Sotto Ive, il gruppo di industrial design dettava letteralmente la direzione dei prodotti dall’alto verso il basso, un’influenza che secondo la biografia di Steve Jobs scritta da Walter Isaacson nel 2011 arrivava a un livello di potere operativo secondo solo a quello di Jobs stesso. “L’ho impostato così io,” diceva Jobs parlando di Ive.
Quattordici anni dopo, quella struttura di potere si è completamente dissolta sotto la gestione di Tim Cook, con finanza e operations che hanno progressivamente eroso il peso decisionale del design sui prodotti finali.
Il segnale più evidente di questo scivolamento è quasi burocratico, ma parla chiaro: Apple oggi non ha nessun ruolo dirigenziale dedicato specificamente al design. Le figure di Molly Anderson e Steve Lemay sono state aggiunte alla pagina leadership del sito ufficiale solo di recente, dopo anni in cui quella sezione semplicemente non rifletteva un’autorità di design paragonabile a quella dell’epoca Ive. Per chi segue l’azienda di Cupertino da vicino, è il tipo di dettaglio che racconta più di qualsiasi dichiarazione ufficiale: il design, in pratica, era stato declassato a funzione subordinata rispetto alle priorità operative e finanziarie, in un’epoca in cui Apple ha continuato comunque a macinare risultati commerciali da record.

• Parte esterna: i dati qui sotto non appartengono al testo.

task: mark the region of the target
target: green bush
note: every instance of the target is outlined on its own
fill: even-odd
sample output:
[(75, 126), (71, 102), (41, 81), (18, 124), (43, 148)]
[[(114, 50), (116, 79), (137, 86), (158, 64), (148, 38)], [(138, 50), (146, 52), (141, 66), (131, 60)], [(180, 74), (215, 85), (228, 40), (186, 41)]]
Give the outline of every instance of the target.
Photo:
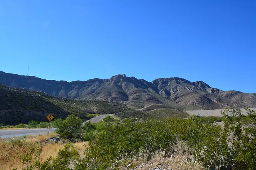
[(77, 170), (105, 169), (117, 167), (120, 161), (140, 151), (150, 153), (160, 149), (170, 149), (175, 138), (164, 122), (151, 119), (145, 122), (130, 119), (122, 123), (108, 124), (89, 142), (85, 158), (76, 166)]
[(70, 170), (72, 169), (69, 166), (72, 162), (77, 160), (79, 157), (78, 152), (70, 143), (65, 144), (63, 149), (60, 149), (54, 159), (51, 156), (46, 161), (42, 162), (40, 158), (42, 150), (42, 147), (40, 144), (36, 147), (31, 147), (30, 151), (22, 156), (22, 163), (25, 165), (23, 166), (25, 167), (22, 170)]
[(95, 125), (92, 124), (89, 121), (84, 123), (82, 128), (86, 132), (84, 140), (85, 141), (89, 141), (92, 140), (93, 135), (94, 134), (94, 131), (96, 130)]
[(73, 115), (68, 116), (65, 120), (58, 119), (53, 122), (56, 127), (56, 132), (60, 136), (68, 140), (84, 140), (85, 131), (82, 128), (84, 121)]
[(28, 124), (29, 126), (30, 126), (33, 128), (36, 128), (37, 125), (38, 124), (38, 121), (30, 121)]
[(37, 127), (39, 128), (47, 128), (49, 127), (49, 123), (46, 122), (40, 122), (37, 125)]

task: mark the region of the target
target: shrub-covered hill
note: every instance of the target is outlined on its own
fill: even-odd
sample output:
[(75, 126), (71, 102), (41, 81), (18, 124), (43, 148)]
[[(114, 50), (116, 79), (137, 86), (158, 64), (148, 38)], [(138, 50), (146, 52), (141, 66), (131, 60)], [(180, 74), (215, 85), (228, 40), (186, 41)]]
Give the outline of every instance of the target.
[(97, 114), (138, 112), (116, 102), (97, 100), (78, 100), (53, 97), (43, 92), (11, 87), (0, 84), (0, 122), (6, 125), (26, 123), (29, 121), (48, 121), (71, 113), (85, 120), (87, 112)]

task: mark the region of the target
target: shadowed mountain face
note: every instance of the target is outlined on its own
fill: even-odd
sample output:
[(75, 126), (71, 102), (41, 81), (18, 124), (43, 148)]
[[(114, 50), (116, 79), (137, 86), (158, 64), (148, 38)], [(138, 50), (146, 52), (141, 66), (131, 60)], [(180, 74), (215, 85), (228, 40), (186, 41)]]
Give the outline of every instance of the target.
[(152, 82), (118, 75), (109, 79), (87, 81), (47, 80), (0, 71), (0, 83), (42, 91), (67, 98), (107, 100), (140, 109), (153, 103), (173, 107), (196, 106), (206, 109), (225, 106), (256, 107), (256, 93), (223, 91), (202, 81), (191, 82), (178, 77), (158, 78)]

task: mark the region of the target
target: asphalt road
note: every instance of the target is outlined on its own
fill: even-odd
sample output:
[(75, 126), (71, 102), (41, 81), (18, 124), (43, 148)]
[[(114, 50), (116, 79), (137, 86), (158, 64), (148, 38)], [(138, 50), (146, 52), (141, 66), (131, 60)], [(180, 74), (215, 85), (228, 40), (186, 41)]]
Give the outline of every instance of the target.
[(104, 118), (107, 115), (100, 115), (100, 116), (96, 116), (96, 117), (91, 119), (89, 121), (91, 121), (91, 123), (96, 123), (104, 119)]
[[(35, 135), (48, 133), (48, 128), (38, 128), (34, 129), (11, 130), (0, 130), (0, 137), (2, 138), (22, 136), (24, 135)], [(50, 128), (50, 132), (55, 131), (54, 128)]]
[[(90, 119), (92, 123), (99, 122), (107, 116), (107, 115), (100, 115)], [(21, 129), (7, 130), (0, 130), (0, 138), (14, 138), (22, 136), (24, 135), (35, 135), (48, 133), (48, 128), (38, 128), (33, 129)], [(55, 128), (50, 128), (50, 132), (55, 131)]]

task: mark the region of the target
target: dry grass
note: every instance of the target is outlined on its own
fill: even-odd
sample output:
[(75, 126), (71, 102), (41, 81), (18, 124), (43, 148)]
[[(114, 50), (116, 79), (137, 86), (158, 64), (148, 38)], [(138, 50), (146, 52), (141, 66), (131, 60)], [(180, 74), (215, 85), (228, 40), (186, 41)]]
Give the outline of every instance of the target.
[(56, 136), (57, 134), (54, 132), (45, 134), (39, 135), (29, 135), (27, 136), (26, 142), (29, 143), (35, 142), (41, 143), (45, 141), (47, 139), (52, 136)]
[(30, 146), (32, 144), (17, 140), (9, 141), (0, 140), (0, 169), (21, 168), (21, 157), (29, 151)]
[[(64, 147), (64, 144), (62, 142), (45, 143), (44, 142), (49, 138), (56, 136), (56, 133), (51, 133), (28, 136), (26, 138), (9, 141), (0, 139), (0, 170), (9, 170), (14, 168), (21, 169), (23, 165), (21, 156), (28, 152), (30, 147), (36, 146), (36, 144), (40, 144), (42, 147), (40, 157), (43, 161), (46, 160), (50, 156), (55, 158), (59, 150)], [(80, 156), (82, 157), (84, 151), (88, 146), (88, 142), (77, 142), (74, 145)]]
[(177, 170), (203, 170), (205, 168), (200, 165), (191, 162), (187, 162), (186, 157), (184, 156), (177, 156), (174, 159), (166, 161), (165, 164)]
[(44, 144), (43, 146), (43, 150), (40, 157), (42, 159), (43, 161), (47, 160), (47, 158), (52, 156), (53, 158), (56, 157), (58, 155), (59, 150), (64, 147), (64, 144), (62, 143), (49, 143)]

Quello che Gurman lascia intendere è che John Ternus, prossimo CEO con insediamento previsto per il primo settembre, stia lavorando per riportare il pendolo dall’altra parte. Ternus, che presumibilmente sarà più coinvolto nei prodotti rispetto a Cook, avrebbe già passato parecchio tempo insieme al gruppo di industrial design nelle settimane di preparazione al passaggio di consegne. Una frase attribuita a lui da Gurman riassume bene l’intenzione: “la cosa più bella dal punto di vista del design che la maggior parte dei clienti possiede è un prodotto Apple. Ci assicureremo che resti così”.
Apple, esternamente, sta già costruendo questa narrazione: la comunicazione aziendale presenta Ternus come il volto dei recenti successi di design come il MacBook Neo, e il suo primo grande momento pubblico da CEO sarà la presentazione dell’iPhone pieghevole in un evento previsto per l’autunno.
Difficile immaginare un debutto più simbolico per chi vuole rimettere il design al centro della scena.